Python Dynamic Charts Creation Guide

In Python, various libraries can be used to create interactive data plots, with the most popular ones being Matplotlib and Plotly. Here is a simple example of creating dynamic data plots using these two libraries.

Create dynamic data plots using Matplotlib.

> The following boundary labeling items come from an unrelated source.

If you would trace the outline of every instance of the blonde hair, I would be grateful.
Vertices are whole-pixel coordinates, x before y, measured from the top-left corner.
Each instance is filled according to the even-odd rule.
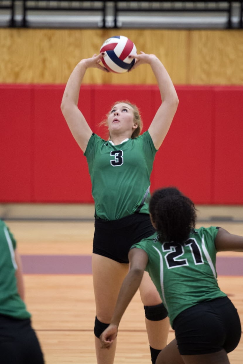
[[[137,138],[140,134],[143,128],[143,122],[141,118],[141,116],[138,108],[136,105],[131,103],[130,101],[122,100],[121,101],[117,101],[114,103],[111,108],[111,110],[112,110],[115,105],[117,104],[127,104],[127,105],[129,105],[132,109],[134,115],[134,121],[135,123],[138,124],[138,127],[134,131],[131,137],[132,139],[134,139],[135,138]],[[107,119],[110,114],[110,111],[109,111],[106,114],[106,119],[100,123],[99,124],[99,126],[101,125],[106,125],[107,126]]]

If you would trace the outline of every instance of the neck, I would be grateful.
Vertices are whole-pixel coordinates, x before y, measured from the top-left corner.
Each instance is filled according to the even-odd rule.
[[[120,144],[125,139],[127,139],[127,138],[129,139],[131,138],[131,135],[111,135],[110,140],[115,145],[118,145],[119,144]]]

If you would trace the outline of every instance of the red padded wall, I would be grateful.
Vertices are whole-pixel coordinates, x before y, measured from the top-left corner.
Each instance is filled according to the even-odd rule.
[[[215,149],[212,202],[213,203],[243,203],[242,88],[218,87],[215,91]]]
[[[0,85],[0,202],[93,202],[86,158],[61,111],[64,87]],[[156,155],[151,191],[173,185],[196,203],[243,204],[243,87],[176,88],[179,105]],[[80,108],[103,137],[99,124],[113,103],[137,105],[144,131],[160,103],[154,85],[84,85],[81,92]]]
[[[0,85],[0,201],[33,198],[32,87]]]
[[[34,87],[34,201],[90,202],[93,200],[86,159],[61,111],[64,89],[59,86]],[[90,120],[90,88],[84,93],[82,109]]]
[[[179,104],[157,153],[153,187],[176,186],[197,203],[210,203],[213,91],[200,86],[177,91]]]

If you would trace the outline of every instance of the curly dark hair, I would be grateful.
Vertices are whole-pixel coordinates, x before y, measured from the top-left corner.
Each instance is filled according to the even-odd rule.
[[[155,191],[150,200],[149,211],[161,242],[181,244],[195,227],[197,215],[194,204],[175,187]]]

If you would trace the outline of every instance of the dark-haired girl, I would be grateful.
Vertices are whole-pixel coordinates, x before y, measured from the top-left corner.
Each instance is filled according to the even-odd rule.
[[[178,189],[158,190],[149,209],[156,232],[134,244],[111,323],[100,337],[109,347],[126,307],[148,272],[168,312],[176,339],[159,354],[156,364],[228,364],[227,355],[240,338],[239,318],[220,290],[217,252],[243,252],[243,237],[221,228],[195,228],[194,204]]]

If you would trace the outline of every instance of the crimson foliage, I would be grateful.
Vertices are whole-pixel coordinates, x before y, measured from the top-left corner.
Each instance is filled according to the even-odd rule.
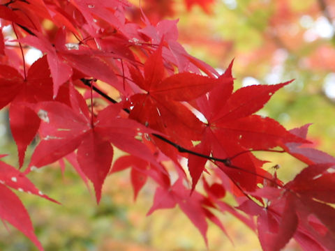
[[[39,250],[29,216],[8,188],[57,202],[26,176],[64,158],[91,181],[98,203],[109,174],[131,167],[135,198],[151,178],[157,187],[148,214],[178,205],[206,242],[207,220],[225,231],[214,211],[228,212],[257,233],[264,250],[280,250],[292,238],[306,250],[335,250],[335,159],[303,147],[308,125],[288,131],[255,114],[290,82],[233,91],[232,62],[220,75],[178,43],[176,21],[154,25],[142,13],[134,22],[126,1],[0,2],[0,107],[9,105],[20,167],[27,146],[40,139],[24,172],[0,162],[0,217]],[[208,3],[186,1],[196,2]],[[16,48],[3,36],[6,26]],[[31,47],[44,55],[29,66],[22,56]],[[108,96],[103,86],[117,91]],[[115,147],[127,154],[111,167]],[[262,168],[255,151],[288,153],[307,167],[284,183]],[[223,201],[227,192],[238,206]]]

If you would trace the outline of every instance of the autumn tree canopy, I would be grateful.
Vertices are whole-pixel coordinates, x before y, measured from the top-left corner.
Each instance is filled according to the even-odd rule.
[[[281,8],[269,23],[278,32],[267,33],[274,43],[262,48],[267,53],[294,45],[281,40],[288,2],[276,1]],[[0,217],[40,250],[12,189],[61,202],[29,176],[64,161],[93,185],[98,204],[115,172],[131,169],[135,199],[153,181],[148,214],[178,206],[206,244],[208,222],[225,234],[217,215],[228,213],[255,232],[264,250],[280,250],[291,238],[303,250],[335,250],[335,158],[313,147],[310,124],[288,130],[258,113],[293,79],[237,89],[234,60],[225,59],[218,72],[178,42],[177,20],[161,20],[173,14],[170,1],[147,1],[142,8],[124,0],[0,3],[0,107],[9,110],[18,153],[16,167],[0,162]],[[214,3],[184,4],[211,15]],[[24,54],[31,48],[43,54],[30,64]],[[28,158],[33,140],[38,144]],[[124,154],[115,158],[120,150]],[[305,168],[283,181],[276,163],[263,168],[271,160],[258,152],[285,153]],[[237,206],[225,201],[228,194]]]

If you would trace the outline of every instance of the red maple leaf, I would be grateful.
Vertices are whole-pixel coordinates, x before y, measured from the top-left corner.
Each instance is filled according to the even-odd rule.
[[[101,188],[113,157],[112,143],[131,154],[156,160],[149,149],[135,137],[140,132],[151,132],[136,121],[119,118],[120,107],[110,105],[91,123],[87,105],[82,96],[70,88],[72,107],[59,102],[40,102],[35,111],[42,119],[37,146],[29,167],[52,163],[78,149],[80,167],[92,181],[98,202]]]

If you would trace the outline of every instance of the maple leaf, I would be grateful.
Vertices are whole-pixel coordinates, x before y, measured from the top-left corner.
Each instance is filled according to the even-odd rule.
[[[291,81],[271,86],[246,86],[232,93],[232,63],[218,77],[221,82],[208,95],[197,99],[198,109],[207,123],[202,141],[193,150],[206,155],[211,153],[221,159],[236,155],[230,167],[218,165],[242,188],[254,190],[259,181],[257,174],[265,172],[260,169],[262,163],[246,149],[267,149],[285,146],[286,142],[308,142],[290,133],[273,119],[253,115],[277,90]],[[239,155],[242,152],[245,152],[243,156]],[[191,155],[189,159],[188,169],[194,189],[206,161]]]
[[[52,99],[52,82],[44,56],[28,70],[27,79],[13,68],[0,66],[0,107],[11,102],[9,109],[10,130],[17,146],[21,167],[27,146],[31,142],[40,126],[40,119],[27,105]]]
[[[144,145],[135,139],[141,129],[151,132],[136,121],[117,118],[120,107],[110,105],[98,115],[92,125],[82,96],[70,89],[72,107],[59,102],[38,103],[35,111],[42,119],[37,146],[29,167],[40,167],[58,160],[78,149],[80,167],[92,181],[97,202],[113,156],[112,143],[119,149],[154,162]]]
[[[294,128],[290,132],[303,139],[306,139],[311,124],[306,124],[298,128]],[[322,151],[308,147],[302,143],[289,142],[284,146],[285,151],[297,159],[308,164],[335,163],[335,158]]]
[[[181,73],[164,78],[162,45],[144,63],[144,77],[131,68],[133,81],[144,91],[131,97],[133,108],[130,117],[166,133],[181,145],[191,145],[201,131],[201,123],[179,101],[188,101],[204,94],[217,79],[194,73]]]

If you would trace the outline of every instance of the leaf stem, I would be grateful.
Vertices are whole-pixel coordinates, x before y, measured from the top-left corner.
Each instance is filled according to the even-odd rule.
[[[16,38],[19,40],[19,36],[17,36],[17,33],[16,32],[15,26],[14,25],[14,22],[12,22],[12,26],[14,33],[15,33]],[[22,61],[23,61],[23,73],[24,75],[24,81],[27,79],[27,74],[26,74],[26,61],[24,60],[24,54],[23,53],[23,48],[22,45],[21,45],[21,42],[18,41],[20,50],[21,50],[21,54],[22,56]]]

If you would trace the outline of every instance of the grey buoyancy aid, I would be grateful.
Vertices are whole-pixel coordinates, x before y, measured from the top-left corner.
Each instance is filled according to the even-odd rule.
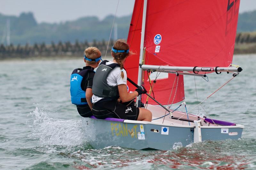
[[[70,79],[70,93],[71,102],[76,105],[87,104],[85,98],[85,92],[82,90],[81,83],[83,78],[89,72],[94,72],[93,68],[91,69],[76,69],[71,74]]]
[[[107,78],[115,68],[120,66],[117,63],[106,65],[106,63],[108,61],[103,61],[97,69],[93,78],[92,93],[100,97],[117,98],[119,97],[117,86],[111,86],[108,85]]]

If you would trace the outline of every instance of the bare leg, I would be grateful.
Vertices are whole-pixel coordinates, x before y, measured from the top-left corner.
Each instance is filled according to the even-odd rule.
[[[138,121],[147,121],[151,122],[152,120],[152,113],[149,110],[140,107],[139,107],[140,113],[138,116]]]

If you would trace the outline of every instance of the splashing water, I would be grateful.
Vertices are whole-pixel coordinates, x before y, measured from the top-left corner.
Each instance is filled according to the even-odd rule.
[[[73,146],[86,141],[81,121],[50,118],[45,110],[37,107],[30,114],[34,132],[29,137],[39,139],[42,145]]]

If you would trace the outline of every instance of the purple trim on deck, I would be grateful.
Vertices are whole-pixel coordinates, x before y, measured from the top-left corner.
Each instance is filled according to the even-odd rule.
[[[97,119],[94,116],[92,116],[90,117],[90,118],[92,119]],[[103,120],[106,120],[108,121],[113,121],[114,122],[124,122],[124,119],[117,119],[117,118],[112,118],[111,117],[108,117],[103,119]]]
[[[236,125],[236,123],[225,122],[225,121],[220,121],[216,119],[212,119],[209,118],[205,118],[204,119],[205,121],[208,122],[210,123],[214,124],[215,123],[216,124],[218,124],[222,126],[234,126]],[[213,121],[212,121],[212,120]]]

import matplotlib.pyplot as plt
import numpy as np

# 创建动态图的数据
x = np.linspace(0, 10, 100)
y = np.sin(x)

# 创建图像和轴对象
fig, ax = plt.subplots()
line, = ax.plot(x, y)

# 更新数据函数
def update(i):
    line.set_ydata(np.sin(x + i/10))
    return line,

# 创建动画
ani = FuncAnimation(fig, update, frames=np.arange(0, 10, 0.1), interval=200)

# 显示动画
plt.show()

Create dynamic data plots using Plotly.

import plotly.graph_objects as go
import numpy as np

# 创建动态图的数据
x = np.linspace(0, 10, 100)
y = np.sin(x)

# 创建图像和追踪对象
fig = go.Figure(data=go.Scatter(x=x, y=y))
fig.update_layout(title="Dynamic Data", xaxis_title="x", yaxis_title="y")

# 更新数据函数
def update(i):
    fig.data[0].y = np.sin(x + i/10)

# 创建动画
fig.frames = [go.Frame(data=go.Scatter(x=x, y=np.sin(x + i/10))) for i in np.arange(0, 10, 0.1)]
fig.layout.updatemenus = [dict(type="buttons", buttons=[dict(label="Play", method="animate",
                                                             args=[None, {"frame": {"duration": 200, "redraw": False},
                                                                           "fromcurrent": True, "transition": {"duration": 0}}])])]
# 显示动画
fig.show()

These examples demonstrate how to create dynamic data graphs using Matplotlib and Plotly. You can customize and expand upon these examples based on your own needs.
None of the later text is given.